Considering that the United States spends about $3.3 billion on United Nations-related activity each year, including peacekeeping — and President Donald Trump has proposed a 40 percent cut in that spending — this seems like a good time for U.S. policy makers to have a clear understanding of how the U.N. works and how to navigate its politics to get desired outcomes.
UC Merced political science professors Courtenay Conrad and Nathan Monroe secured a $118,000 grant from the National Science Foundation to assemble a team of graduate and undergraduate students to compile and analyze a massive database of U.N. General Assembly (UNGA) proceedings since the international organization was founded in 1945.
Because the majority of UNGA resolutions that reach the plenary floor pass, scholars often describe its votes as “consensual.” Conrad and Monroe say that’s because previous work hasn’t looked at the process by which resolutions come to the floor, missing out on important disagreement that occurs, for example, in UNGA committees.
“The UNGA is a very important body trying to legislate international issues of peace and security, climate change, sustainable development, human rights, disarmament, terrorism, humanitarian and health emergencies, gender equality, governance and food production,” Monroe said. “People don’t often realize that the UNGA’s legislative process has important similarities to that of our own Congress.”
With a fuller picture of how the UNGA works, policy makers will have important information to help them negotiate their way through the politics of the more than 190 member-states that participate in the U.N.
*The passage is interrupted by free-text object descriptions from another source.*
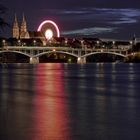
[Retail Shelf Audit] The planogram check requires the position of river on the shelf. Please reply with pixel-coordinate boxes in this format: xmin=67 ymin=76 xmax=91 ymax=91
xmin=0 ymin=63 xmax=140 ymax=140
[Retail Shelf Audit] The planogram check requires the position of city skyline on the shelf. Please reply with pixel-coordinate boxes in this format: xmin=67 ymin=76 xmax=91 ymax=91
xmin=1 ymin=0 xmax=140 ymax=39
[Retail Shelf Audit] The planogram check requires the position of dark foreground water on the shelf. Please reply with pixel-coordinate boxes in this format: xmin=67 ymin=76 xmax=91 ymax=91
xmin=0 ymin=64 xmax=140 ymax=140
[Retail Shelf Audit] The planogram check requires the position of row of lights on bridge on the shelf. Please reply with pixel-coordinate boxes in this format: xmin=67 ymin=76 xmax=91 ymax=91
xmin=2 ymin=39 xmax=133 ymax=46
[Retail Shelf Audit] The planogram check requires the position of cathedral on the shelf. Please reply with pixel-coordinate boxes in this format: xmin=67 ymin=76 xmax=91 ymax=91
xmin=13 ymin=14 xmax=30 ymax=39
xmin=12 ymin=14 xmax=46 ymax=45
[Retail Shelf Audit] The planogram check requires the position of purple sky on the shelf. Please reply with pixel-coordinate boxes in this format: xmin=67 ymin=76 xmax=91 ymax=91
xmin=0 ymin=0 xmax=140 ymax=39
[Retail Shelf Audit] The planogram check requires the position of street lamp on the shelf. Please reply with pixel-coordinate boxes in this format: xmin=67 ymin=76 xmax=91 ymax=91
xmin=112 ymin=41 xmax=115 ymax=49
xmin=18 ymin=40 xmax=21 ymax=46
xmin=2 ymin=39 xmax=6 ymax=46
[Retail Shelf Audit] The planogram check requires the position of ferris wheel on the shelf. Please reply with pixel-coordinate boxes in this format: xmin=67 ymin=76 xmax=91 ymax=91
xmin=37 ymin=20 xmax=60 ymax=40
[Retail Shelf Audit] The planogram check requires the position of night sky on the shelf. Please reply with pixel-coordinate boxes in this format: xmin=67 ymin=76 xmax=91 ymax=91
xmin=0 ymin=0 xmax=140 ymax=39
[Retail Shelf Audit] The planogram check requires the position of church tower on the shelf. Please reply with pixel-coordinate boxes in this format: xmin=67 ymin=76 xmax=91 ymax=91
xmin=20 ymin=14 xmax=27 ymax=33
xmin=13 ymin=14 xmax=19 ymax=39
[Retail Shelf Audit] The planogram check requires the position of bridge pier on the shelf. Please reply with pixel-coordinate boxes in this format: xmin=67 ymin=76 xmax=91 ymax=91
xmin=77 ymin=57 xmax=86 ymax=64
xmin=30 ymin=57 xmax=39 ymax=64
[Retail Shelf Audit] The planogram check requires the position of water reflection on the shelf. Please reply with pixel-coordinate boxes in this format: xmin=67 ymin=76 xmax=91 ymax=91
xmin=32 ymin=64 xmax=70 ymax=140
xmin=0 ymin=64 xmax=140 ymax=140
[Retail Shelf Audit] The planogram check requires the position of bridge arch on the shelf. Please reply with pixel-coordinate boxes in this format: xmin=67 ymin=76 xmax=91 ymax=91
xmin=81 ymin=52 xmax=126 ymax=58
xmin=0 ymin=50 xmax=31 ymax=58
xmin=34 ymin=50 xmax=78 ymax=63
xmin=34 ymin=51 xmax=78 ymax=58
xmin=0 ymin=50 xmax=31 ymax=63
xmin=81 ymin=52 xmax=126 ymax=63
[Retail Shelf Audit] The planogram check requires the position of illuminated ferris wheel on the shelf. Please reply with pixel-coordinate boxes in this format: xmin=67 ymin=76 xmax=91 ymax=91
xmin=37 ymin=20 xmax=60 ymax=40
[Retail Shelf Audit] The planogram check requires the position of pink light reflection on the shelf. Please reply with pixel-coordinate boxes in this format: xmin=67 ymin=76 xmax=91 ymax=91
xmin=32 ymin=64 xmax=70 ymax=140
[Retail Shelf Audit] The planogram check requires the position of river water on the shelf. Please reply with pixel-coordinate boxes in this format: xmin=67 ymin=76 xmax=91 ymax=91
xmin=0 ymin=63 xmax=140 ymax=140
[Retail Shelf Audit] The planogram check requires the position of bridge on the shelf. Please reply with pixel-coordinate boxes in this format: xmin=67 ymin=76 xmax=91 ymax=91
xmin=0 ymin=46 xmax=130 ymax=64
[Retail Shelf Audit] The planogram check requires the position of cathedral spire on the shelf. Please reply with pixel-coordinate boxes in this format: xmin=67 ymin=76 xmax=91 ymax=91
xmin=13 ymin=14 xmax=19 ymax=39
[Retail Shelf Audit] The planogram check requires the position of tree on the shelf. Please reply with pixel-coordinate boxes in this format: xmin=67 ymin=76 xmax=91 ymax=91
xmin=0 ymin=4 xmax=9 ymax=31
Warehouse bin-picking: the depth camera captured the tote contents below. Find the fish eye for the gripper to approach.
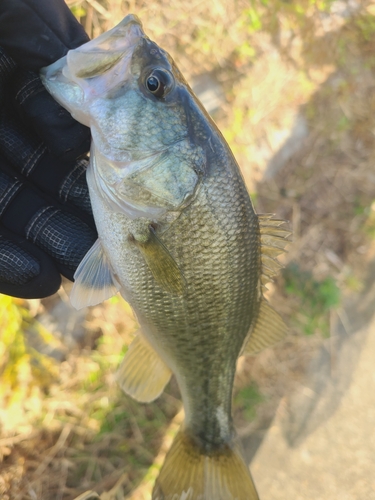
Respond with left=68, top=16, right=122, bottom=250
left=146, top=69, right=172, bottom=98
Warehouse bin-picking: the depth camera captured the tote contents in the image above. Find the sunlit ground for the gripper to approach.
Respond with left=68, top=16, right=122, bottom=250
left=0, top=0, right=375, bottom=500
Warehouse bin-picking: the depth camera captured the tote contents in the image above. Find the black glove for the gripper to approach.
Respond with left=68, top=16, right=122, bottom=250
left=0, top=0, right=97, bottom=298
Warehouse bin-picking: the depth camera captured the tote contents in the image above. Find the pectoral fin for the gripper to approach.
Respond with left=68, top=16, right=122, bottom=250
left=70, top=239, right=120, bottom=309
left=243, top=298, right=288, bottom=354
left=134, top=228, right=186, bottom=295
left=116, top=334, right=172, bottom=403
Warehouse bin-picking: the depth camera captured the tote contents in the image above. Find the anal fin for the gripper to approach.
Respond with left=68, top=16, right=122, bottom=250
left=116, top=334, right=172, bottom=403
left=242, top=298, right=288, bottom=354
left=152, top=429, right=259, bottom=500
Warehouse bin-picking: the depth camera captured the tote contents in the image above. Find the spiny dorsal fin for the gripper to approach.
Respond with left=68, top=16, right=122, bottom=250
left=258, top=214, right=292, bottom=288
left=243, top=298, right=288, bottom=354
left=116, top=334, right=172, bottom=403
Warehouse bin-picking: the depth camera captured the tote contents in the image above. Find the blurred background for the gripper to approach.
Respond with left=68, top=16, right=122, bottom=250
left=0, top=0, right=375, bottom=500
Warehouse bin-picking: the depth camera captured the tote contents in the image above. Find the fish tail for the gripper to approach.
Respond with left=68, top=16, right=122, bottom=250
left=152, top=429, right=259, bottom=500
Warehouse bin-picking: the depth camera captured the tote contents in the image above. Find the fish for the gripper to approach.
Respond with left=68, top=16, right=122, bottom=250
left=41, top=15, right=291, bottom=500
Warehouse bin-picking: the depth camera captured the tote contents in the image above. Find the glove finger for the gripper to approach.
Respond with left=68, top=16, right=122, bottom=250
left=0, top=0, right=89, bottom=71
left=0, top=96, right=94, bottom=216
left=0, top=165, right=97, bottom=280
left=0, top=226, right=61, bottom=299
left=11, top=69, right=91, bottom=161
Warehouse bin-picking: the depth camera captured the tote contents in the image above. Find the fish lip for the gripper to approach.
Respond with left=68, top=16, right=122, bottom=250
left=40, top=14, right=147, bottom=107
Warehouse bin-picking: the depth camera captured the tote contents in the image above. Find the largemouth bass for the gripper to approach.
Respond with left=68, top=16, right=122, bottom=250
left=42, top=15, right=290, bottom=500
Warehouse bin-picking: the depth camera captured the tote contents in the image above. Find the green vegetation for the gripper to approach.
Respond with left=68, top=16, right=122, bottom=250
left=234, top=382, right=264, bottom=422
left=283, top=263, right=341, bottom=337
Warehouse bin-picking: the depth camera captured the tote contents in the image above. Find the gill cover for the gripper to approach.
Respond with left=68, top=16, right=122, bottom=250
left=41, top=15, right=205, bottom=218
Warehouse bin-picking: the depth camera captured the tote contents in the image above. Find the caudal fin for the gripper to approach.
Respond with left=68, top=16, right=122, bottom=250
left=152, top=430, right=259, bottom=500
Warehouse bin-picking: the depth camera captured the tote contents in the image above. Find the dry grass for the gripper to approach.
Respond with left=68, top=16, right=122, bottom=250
left=0, top=0, right=375, bottom=500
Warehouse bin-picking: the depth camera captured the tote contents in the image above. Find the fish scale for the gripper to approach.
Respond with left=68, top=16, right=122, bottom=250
left=42, top=12, right=290, bottom=500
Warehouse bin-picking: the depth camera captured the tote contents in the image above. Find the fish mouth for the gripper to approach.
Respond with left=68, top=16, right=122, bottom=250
left=40, top=14, right=147, bottom=125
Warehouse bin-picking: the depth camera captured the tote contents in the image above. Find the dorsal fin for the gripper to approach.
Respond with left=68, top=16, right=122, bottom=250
left=243, top=214, right=292, bottom=354
left=258, top=214, right=292, bottom=289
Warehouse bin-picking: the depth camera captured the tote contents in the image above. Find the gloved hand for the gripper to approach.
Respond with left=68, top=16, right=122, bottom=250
left=0, top=0, right=97, bottom=298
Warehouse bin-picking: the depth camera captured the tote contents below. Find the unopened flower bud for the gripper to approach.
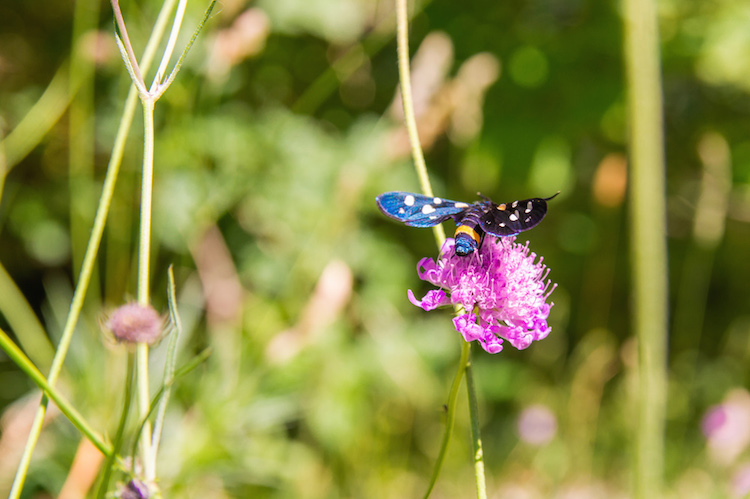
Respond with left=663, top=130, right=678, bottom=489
left=105, top=303, right=164, bottom=345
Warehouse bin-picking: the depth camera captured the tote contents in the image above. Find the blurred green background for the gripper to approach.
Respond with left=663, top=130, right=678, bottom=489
left=0, top=0, right=750, bottom=498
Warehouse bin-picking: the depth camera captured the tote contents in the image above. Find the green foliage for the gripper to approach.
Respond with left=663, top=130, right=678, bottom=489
left=0, top=0, right=750, bottom=498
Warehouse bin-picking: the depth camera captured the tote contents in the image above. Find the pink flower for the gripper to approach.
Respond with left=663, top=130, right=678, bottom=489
left=408, top=235, right=557, bottom=353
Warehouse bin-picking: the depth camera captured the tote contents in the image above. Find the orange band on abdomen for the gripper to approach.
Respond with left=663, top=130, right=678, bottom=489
left=453, top=225, right=481, bottom=244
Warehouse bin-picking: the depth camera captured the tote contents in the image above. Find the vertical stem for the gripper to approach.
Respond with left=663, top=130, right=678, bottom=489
left=625, top=0, right=668, bottom=498
left=465, top=343, right=487, bottom=499
left=136, top=99, right=156, bottom=480
left=396, top=0, right=445, bottom=248
left=424, top=339, right=471, bottom=499
left=396, top=0, right=487, bottom=499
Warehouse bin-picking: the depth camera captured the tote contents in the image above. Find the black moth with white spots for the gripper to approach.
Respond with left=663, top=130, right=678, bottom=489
left=376, top=191, right=559, bottom=256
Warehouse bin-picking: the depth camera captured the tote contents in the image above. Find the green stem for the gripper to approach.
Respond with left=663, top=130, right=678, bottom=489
left=424, top=340, right=471, bottom=499
left=396, top=0, right=487, bottom=498
left=97, top=354, right=135, bottom=499
left=625, top=0, right=668, bottom=498
left=396, top=0, right=445, bottom=248
left=0, top=329, right=112, bottom=460
left=10, top=0, right=175, bottom=492
left=151, top=265, right=182, bottom=458
left=136, top=98, right=156, bottom=481
left=466, top=343, right=487, bottom=499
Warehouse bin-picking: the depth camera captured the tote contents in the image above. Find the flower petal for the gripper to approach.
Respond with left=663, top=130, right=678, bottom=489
left=406, top=289, right=451, bottom=312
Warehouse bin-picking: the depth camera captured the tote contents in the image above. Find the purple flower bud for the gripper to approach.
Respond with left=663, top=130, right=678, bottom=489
left=105, top=303, right=164, bottom=345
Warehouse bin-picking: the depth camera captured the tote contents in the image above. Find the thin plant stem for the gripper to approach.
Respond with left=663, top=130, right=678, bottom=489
left=96, top=353, right=135, bottom=499
left=424, top=341, right=470, bottom=499
left=149, top=0, right=187, bottom=92
left=0, top=329, right=112, bottom=460
left=465, top=343, right=487, bottom=499
left=136, top=99, right=156, bottom=481
left=624, top=0, right=668, bottom=498
left=110, top=0, right=147, bottom=88
left=9, top=0, right=180, bottom=492
left=131, top=347, right=213, bottom=468
left=151, top=265, right=182, bottom=453
left=396, top=0, right=487, bottom=497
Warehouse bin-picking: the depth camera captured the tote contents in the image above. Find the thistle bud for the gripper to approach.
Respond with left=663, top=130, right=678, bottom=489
left=105, top=303, right=164, bottom=345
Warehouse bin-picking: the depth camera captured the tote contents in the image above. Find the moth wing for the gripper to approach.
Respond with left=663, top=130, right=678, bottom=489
left=479, top=194, right=557, bottom=237
left=375, top=191, right=469, bottom=227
“By looking at the process and not just the final vote, we’ll be able to get a fuller picture of what countries want and what signals they are trying to send to the international community,” Conrad said. “There is a lot more disagreement in the process than people would think based on the final votes.”
In their grant proposal, the researchers note that in addition to missing out on political conflict in the UNGA, those who ignore the legislative process may miss the fact that some countries vote differently — choosing to send a different signal — on a resolution in committee than they do on the plenary floor.
Monroe and Conrad, with the School of Social Sciences, Humanities and Arts, have already chosen graduate student Ae sil Woo to manage the team of undergrads, and will begin assembling that team soon. The students will be trained to code the data Monroe and Conrad have been planning to collect for several years.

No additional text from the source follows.